The above-average prevalence of HIV in the region’s over-crowded penal institutions—which the report calls ‘real HIV incubators’—is a particular cause for concern.
The risk of not responding decisively
“It is high time to dramatically expand access to AIDS treatment and adopt new initiatives to lower the costs of antiretroviral therapy,” says Marc Danzon, WHO Regional Director for Europe. “Treatment, care and prevention must go together and be scaled up to really fight the epidemic.”
A number of countries in Central and South-Eastern Europe, such as Poland, the Czech Republic, and Slovakia have recorded important successes in halting or reversing the spread of the epidemic. They have been able to leverage progress in building vibrant democracies into effective responses to HIV/AIDS. At the same time, a relatively successful transition outcome does not in itself guarantee an effective response, as is apparent in the case of Estonia, which combines one of the region’s most successful transitions with some of its highest HIV rates.

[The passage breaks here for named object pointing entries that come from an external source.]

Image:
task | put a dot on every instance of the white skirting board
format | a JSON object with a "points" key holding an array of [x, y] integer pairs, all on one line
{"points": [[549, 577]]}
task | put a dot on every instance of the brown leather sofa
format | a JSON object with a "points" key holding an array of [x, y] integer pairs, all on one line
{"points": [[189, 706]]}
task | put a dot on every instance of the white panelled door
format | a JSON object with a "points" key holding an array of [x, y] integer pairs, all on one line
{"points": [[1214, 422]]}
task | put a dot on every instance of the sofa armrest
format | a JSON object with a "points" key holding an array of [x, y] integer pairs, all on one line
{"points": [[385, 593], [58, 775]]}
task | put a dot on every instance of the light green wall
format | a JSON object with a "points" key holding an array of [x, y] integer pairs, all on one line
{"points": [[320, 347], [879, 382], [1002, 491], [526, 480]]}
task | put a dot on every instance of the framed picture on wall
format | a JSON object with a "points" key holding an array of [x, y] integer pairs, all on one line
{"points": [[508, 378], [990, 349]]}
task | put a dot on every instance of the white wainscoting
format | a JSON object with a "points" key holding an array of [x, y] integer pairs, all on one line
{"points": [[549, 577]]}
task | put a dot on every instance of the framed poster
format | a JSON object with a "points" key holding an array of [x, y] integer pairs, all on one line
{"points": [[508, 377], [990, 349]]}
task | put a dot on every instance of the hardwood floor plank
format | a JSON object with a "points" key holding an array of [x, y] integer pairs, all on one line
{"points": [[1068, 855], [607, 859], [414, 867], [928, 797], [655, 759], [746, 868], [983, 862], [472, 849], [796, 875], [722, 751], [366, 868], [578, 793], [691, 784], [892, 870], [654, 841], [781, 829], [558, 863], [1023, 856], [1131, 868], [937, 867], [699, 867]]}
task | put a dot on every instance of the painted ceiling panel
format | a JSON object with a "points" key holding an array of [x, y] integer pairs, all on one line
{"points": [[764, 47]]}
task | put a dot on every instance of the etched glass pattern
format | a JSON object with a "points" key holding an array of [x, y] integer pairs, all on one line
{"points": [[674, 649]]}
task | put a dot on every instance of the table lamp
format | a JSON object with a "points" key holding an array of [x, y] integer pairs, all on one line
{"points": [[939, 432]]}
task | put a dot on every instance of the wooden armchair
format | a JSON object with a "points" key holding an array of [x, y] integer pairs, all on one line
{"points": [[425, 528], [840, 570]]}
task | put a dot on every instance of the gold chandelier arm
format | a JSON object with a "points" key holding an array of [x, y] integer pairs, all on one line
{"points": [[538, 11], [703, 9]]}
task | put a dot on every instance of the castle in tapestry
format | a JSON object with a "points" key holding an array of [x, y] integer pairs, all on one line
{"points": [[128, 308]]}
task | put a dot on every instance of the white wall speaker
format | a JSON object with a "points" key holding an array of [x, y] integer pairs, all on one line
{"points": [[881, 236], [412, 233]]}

Only twelve years ago South Africa too saw less than 1% of its adult population infected. Now that rate is twenty times higher. It is already too late to speak of avoiding a crisis in Eastern Europe and the CIS. Nevertheless, there is still much that governments and civil societies can do to reduce the social, demographic and economic consequences of HIV/AIDS and even reverse the epidemic.
"Involvement of the European Union in the battle against HIV/AIDS is a powerful push for the region to mobilize all necessary resources in curbing the disease,” Mizsei said.